第61話 世界を救え、人を殺せ
「なんで、ペル、なんでおれなんかを」
「う、うぅうっ、ひぐっ、うぅううー! 志郎さんのばかぁ!」
ペルは弱々しい拳で、ぽかぽかと志郎を叩く。
「殺人鬼が、自分が傷つくのも厭わず人を助けますか!? 殺人鬼が、人を死なせて涙しますか!? 志郎さんのお陰で、何人救われたと思うんですか。どれだけ、わたしが救われていたと思っているんですか……」
ペルはすんすんと鼻をすすりながら、両手で涙を拭う。
「志郎さんはいつだって、敵を倒すより人を守ることを優先してきたじゃないですか。わたしは、そんな志郎さんだから選んだんです。誰より優しいと思えたんです。あなたは、誰かの不幸を自分のこと以上に怒って、自分を犠牲にして戦える人なんです。あなたの代わりなんて、どこにもいないんです!」
「でも人殺しだ」
「それは、わたしが赦します」
ペルの瞳には、強い決意の光が宿っていた。
「罪の意識が、誰かを助けようとするあなたの心を挫いてしまうのなら……、その罪はわたしが赦します。女神ペルシュナの名の下に、あなたを赦します。他でもないわたしが、あなたをずっとずっと赦します。ずっとずっと支えます。だからその怒りを、その優しさを、失わないでください」
ペルの姿に、妹の姿が重なって見えた。
死んだ妹。救えなかった妹。
その妹に、赦された気がした。
無意識に頬が緩む。
それを見て、ペルも微笑む。
「それにこの先、他の街から魔族や転生者が来て、きっとまたこの街でひどいことをするはずですよ。志郎さんは、それを放っておけるんですか?」
「……いや、放ってはおかない。おれはやつらを、許さない」
「この街にはまだ助けを必要とする人々がいます。罪悪感を理由に、その人たちを無視できますか?」
「できない。できる限り助けて、苦しみの根本を排除する」
「そうです。それが志郎さんなんです」
志郎はゆっくりと頷く。
「そうか、そうだったね。おれは、そういうやつだ。死んでる場合じゃない」
「半年前、ふたりでこの地に来たとき、わたしは曖昧な言葉で志郎さんに戦いをお願いしてしまいました。けれど今、ここでちゃんと言葉にしますね」
大きく息を吸って、ジッと真剣な目で志郎を見つめる。
「志郎さん、わたしと一緒にこの世界を救ってください。そのために必要なら、敵を、人を、わたしが選んだ転生者を、殺してください」
「いいとも。やつらは、皆殺しだ」
言ってから、志郎はくすりと笑った。
「誰かに聞かれたら、邪神と狂信者に誤解されそうだ」
「いいんじゃないですか。わたしたちが何者かなんて、わたしたちがしたことや、これからすることを見た人が決めればいいんです、きっと」
脅威の去った大聖堂では、多くの避難民が動き出していた。
たくさんの犠牲者と、その前で泣く人々。無事を喜び合い、抱き合う人々。ペルシュナに感謝と祈りを捧げる人々。ペルシュナへ祈ったことをサルーシに懺悔する人々。死んだ友達と、死んだ殺人鬼。

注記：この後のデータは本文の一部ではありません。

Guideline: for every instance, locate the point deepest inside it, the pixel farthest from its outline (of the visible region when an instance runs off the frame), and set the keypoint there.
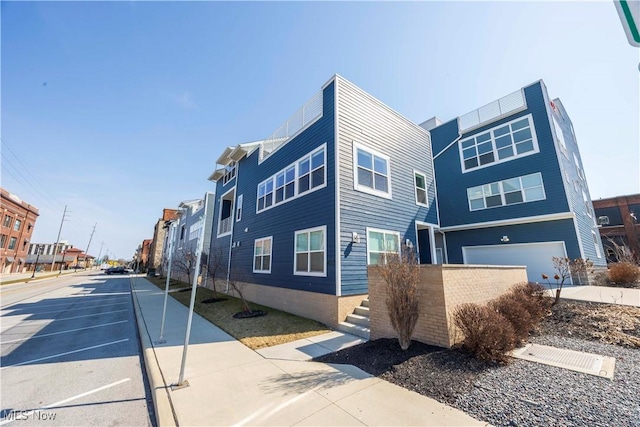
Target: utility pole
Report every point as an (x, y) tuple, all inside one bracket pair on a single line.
[(55, 248), (86, 253)]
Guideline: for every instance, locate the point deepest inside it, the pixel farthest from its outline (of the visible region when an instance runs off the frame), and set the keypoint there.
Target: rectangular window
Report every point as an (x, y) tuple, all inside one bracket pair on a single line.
[(262, 255), (239, 208), (505, 142), (380, 244), (578, 168), (310, 253), (371, 171), (595, 243), (230, 173), (421, 188), (528, 188), (303, 176)]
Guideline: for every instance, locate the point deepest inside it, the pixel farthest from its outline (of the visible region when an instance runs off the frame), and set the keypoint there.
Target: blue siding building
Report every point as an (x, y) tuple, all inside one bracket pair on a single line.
[(511, 186), (299, 215)]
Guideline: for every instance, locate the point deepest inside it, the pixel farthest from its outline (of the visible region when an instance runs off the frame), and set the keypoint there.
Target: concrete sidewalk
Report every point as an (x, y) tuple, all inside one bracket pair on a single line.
[(602, 294), (230, 384)]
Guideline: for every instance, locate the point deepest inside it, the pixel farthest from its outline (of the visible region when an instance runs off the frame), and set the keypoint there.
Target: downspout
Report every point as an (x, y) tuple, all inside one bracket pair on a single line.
[(233, 224)]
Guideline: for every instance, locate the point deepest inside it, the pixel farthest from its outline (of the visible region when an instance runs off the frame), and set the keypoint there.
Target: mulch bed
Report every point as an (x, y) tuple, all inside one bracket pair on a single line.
[(444, 374)]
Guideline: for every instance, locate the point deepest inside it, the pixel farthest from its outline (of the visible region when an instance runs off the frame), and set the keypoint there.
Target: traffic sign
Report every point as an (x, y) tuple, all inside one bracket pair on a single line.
[(629, 12)]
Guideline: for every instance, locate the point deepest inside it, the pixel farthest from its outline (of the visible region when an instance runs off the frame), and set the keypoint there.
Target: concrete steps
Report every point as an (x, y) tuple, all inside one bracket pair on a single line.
[(357, 323)]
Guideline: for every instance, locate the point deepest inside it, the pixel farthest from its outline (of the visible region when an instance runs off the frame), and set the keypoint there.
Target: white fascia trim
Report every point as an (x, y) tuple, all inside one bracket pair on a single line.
[(511, 221), (336, 166)]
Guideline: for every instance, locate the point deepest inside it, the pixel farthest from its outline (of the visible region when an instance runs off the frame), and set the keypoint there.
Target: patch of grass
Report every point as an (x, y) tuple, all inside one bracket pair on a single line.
[(277, 327)]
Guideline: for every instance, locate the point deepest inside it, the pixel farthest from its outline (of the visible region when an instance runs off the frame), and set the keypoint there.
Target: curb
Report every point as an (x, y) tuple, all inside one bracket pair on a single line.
[(163, 406)]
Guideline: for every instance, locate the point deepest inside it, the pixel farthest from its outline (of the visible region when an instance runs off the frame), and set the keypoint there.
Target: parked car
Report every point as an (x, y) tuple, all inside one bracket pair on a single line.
[(116, 270)]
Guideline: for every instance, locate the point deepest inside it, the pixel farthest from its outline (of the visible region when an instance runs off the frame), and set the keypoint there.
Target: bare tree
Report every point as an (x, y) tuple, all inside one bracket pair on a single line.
[(401, 274)]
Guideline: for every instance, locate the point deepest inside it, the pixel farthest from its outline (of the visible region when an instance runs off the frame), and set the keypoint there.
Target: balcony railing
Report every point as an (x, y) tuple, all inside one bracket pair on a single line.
[(302, 118), (491, 111)]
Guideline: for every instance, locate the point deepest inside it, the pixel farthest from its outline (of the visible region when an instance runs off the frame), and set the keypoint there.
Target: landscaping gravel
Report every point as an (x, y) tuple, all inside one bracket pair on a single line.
[(521, 393)]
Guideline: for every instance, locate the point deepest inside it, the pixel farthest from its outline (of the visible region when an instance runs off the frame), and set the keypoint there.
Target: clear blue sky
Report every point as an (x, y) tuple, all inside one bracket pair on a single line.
[(120, 109)]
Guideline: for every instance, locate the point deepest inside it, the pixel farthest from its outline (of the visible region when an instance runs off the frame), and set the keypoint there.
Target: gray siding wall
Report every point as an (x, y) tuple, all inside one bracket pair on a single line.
[(364, 120), (585, 217)]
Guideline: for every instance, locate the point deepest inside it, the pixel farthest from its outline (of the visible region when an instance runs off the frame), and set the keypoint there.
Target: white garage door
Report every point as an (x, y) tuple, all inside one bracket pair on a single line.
[(536, 256)]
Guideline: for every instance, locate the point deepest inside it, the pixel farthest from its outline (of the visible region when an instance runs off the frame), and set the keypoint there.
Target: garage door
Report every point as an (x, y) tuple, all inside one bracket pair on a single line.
[(536, 256)]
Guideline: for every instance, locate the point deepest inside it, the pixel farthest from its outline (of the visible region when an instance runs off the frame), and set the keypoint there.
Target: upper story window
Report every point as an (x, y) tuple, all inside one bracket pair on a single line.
[(311, 255), (578, 167), (371, 171), (239, 208), (230, 173), (262, 255), (381, 244), (420, 180), (304, 176), (528, 188), (500, 144), (560, 136)]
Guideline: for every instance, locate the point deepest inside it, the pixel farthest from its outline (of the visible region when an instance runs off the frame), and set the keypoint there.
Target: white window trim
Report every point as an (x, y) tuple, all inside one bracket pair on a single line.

そして志郎とペルに歩み寄ってくる人々。避難民だけじゃない。衛兵もいる。サルーシの聖職者もいる。
彼らがペルシュナを邪神と呼ぶか、創造主と呼ぶかはわからない。彼らが志郎を狂信者と呼ぶか、ペルシュナの聖騎士と呼ぶかもわからない。これからどんな扱いが待っているのかもわからない。
ペルはただ彼らを、守るべき人々として見つめている。
敗北していても、志を失わない女神の横顔。
ペルが志郎を赦し、支えてくれるのなら、志郎もペルを赦し、支えたいと思う。女神の過ちを赦し、敗北から立ち上がる支えになりたい。
少しだけ不安げに、ペルはちらりと志郎に瞳を向ける。
志郎は小さく頷いて、ペルと手を繋いだ。